Existentialism And Mysticism-Shake, Don’t Stir









Dr. Folkart’s Mysticism Class
Jan. ’78 pics S, N, N, H, D, K


My Mysticism class was not your typical class, but it sure was a lot of fun.
Before starting the class, I already had an appreciation for the
mystical traditions. The best part of the class, for me at least,
came when Dr. Folkart asked me if I would read and report back to him
on a book that he had not read. The author, Keiji Nishitani, a
Japanese Philosophy Professor, had studied under Martin Heidegger. My
professor knew I had studied Existentialism, and he wanted some input
on that part of the book.

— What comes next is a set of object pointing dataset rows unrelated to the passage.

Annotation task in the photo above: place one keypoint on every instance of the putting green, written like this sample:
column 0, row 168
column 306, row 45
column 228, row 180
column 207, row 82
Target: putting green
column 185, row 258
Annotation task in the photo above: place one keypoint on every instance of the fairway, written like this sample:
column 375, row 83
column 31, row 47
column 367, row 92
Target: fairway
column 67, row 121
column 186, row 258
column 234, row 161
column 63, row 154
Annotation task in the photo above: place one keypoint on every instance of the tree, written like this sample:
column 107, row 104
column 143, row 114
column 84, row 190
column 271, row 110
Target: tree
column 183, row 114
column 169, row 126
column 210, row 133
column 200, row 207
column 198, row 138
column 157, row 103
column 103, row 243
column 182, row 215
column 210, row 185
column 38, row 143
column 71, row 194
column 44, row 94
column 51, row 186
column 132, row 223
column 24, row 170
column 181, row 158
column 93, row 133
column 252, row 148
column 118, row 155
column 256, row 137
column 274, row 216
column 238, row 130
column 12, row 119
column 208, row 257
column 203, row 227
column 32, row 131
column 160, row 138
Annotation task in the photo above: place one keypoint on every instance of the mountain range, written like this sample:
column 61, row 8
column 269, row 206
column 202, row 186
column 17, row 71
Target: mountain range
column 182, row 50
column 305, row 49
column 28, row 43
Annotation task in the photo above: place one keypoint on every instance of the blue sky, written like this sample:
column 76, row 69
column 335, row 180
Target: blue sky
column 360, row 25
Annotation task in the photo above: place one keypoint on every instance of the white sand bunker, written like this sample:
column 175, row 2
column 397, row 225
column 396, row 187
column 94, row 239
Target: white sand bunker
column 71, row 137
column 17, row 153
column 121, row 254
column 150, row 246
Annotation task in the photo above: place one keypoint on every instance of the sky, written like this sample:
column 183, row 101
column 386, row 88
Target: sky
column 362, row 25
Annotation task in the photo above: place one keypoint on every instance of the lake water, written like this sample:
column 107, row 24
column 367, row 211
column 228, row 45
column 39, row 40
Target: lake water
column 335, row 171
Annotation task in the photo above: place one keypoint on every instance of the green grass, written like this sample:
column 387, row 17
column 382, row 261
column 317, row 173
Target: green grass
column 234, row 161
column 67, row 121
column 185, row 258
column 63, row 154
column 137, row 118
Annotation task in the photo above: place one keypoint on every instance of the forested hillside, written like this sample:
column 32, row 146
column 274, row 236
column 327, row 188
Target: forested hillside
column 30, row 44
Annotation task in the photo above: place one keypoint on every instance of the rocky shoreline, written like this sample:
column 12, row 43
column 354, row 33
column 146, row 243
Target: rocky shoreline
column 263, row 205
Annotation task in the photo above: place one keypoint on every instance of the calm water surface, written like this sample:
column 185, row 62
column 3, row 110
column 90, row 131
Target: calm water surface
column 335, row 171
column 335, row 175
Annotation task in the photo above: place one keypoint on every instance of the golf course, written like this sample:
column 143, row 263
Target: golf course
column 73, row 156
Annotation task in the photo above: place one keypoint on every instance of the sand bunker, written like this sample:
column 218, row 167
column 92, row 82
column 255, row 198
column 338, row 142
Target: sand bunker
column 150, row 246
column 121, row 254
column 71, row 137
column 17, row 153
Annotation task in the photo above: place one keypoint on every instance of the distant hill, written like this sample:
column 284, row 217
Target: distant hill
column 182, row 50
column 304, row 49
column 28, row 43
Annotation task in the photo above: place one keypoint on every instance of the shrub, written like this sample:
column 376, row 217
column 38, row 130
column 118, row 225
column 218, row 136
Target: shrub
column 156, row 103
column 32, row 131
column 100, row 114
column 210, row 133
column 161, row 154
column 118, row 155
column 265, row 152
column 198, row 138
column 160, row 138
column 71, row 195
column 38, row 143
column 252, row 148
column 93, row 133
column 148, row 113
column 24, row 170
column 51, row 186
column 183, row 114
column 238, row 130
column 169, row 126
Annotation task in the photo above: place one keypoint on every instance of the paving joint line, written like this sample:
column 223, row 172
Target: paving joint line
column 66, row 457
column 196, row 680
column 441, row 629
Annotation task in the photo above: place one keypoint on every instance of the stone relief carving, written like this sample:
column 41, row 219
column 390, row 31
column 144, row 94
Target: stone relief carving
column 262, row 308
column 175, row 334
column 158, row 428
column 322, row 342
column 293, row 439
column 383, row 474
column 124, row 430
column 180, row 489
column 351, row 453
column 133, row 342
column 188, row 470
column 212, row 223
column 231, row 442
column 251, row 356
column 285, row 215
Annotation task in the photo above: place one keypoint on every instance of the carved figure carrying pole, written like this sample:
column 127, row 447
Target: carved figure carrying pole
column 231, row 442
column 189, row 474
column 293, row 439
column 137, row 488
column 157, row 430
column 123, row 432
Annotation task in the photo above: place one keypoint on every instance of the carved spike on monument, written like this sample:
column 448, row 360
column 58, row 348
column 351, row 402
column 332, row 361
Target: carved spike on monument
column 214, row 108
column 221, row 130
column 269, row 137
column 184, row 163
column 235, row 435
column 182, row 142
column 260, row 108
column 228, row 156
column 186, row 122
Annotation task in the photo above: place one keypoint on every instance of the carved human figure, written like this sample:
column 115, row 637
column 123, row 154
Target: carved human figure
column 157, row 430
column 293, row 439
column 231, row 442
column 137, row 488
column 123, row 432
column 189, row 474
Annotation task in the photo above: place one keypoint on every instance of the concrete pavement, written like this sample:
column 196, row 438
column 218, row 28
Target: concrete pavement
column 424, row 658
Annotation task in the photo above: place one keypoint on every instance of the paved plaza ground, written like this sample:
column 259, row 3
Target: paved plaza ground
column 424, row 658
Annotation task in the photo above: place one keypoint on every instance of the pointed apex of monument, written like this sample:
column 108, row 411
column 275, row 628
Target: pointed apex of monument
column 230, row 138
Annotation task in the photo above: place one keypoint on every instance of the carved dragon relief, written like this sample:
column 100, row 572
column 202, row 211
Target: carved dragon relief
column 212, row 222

After I wrote my report on the book entitled
Religion and Nothingness, I wrote a summery to make it easier to
understand. That summary should be helpful here also:

The Cartesian division of reality into an immaterial, invisible
consciousness and the material world is not the
whole story. In fact, basically, that's just plain wrong---both
mysticism and existentialism move beyond this limitation.
For instance, Kierkegaard tells us that movement inward is
movement forward, and, if pushed far enough, this movement results in
an intense religious experience. The short story here is that an inverse
relationship exists between a person's outward ego and the gap that
separates a person from God. In other words, big ego-big gap, little
ego-gap closes. For Kierkegaard, "one's nothingness before God" is the
end goal.

A similar thing is going on in the thought of Heidegger. Dasein,
in thrownness, begins in nullity and ends with authentic being.
This is ditto for Nietzsche. His nihilism is not an attack on
differences per-se, rather it is the "eternal recurrence" of the
destruction of everything, hence the affirmation of everything.
In the philosophy of Kierkegaard, Heidegger, and Nietzsche,
one discovers the theme of liberation. That
theme is not so obvious in Sartre. His path to deeper subjectivity
takes us no further than the freely chosen act. His cogito is so shut
up within itself that it can never escape from its own nothingness.
Sartre's philosophy is a dead end, or so says Nishitani, who then goes
on to describe a much more powerful liberation theme.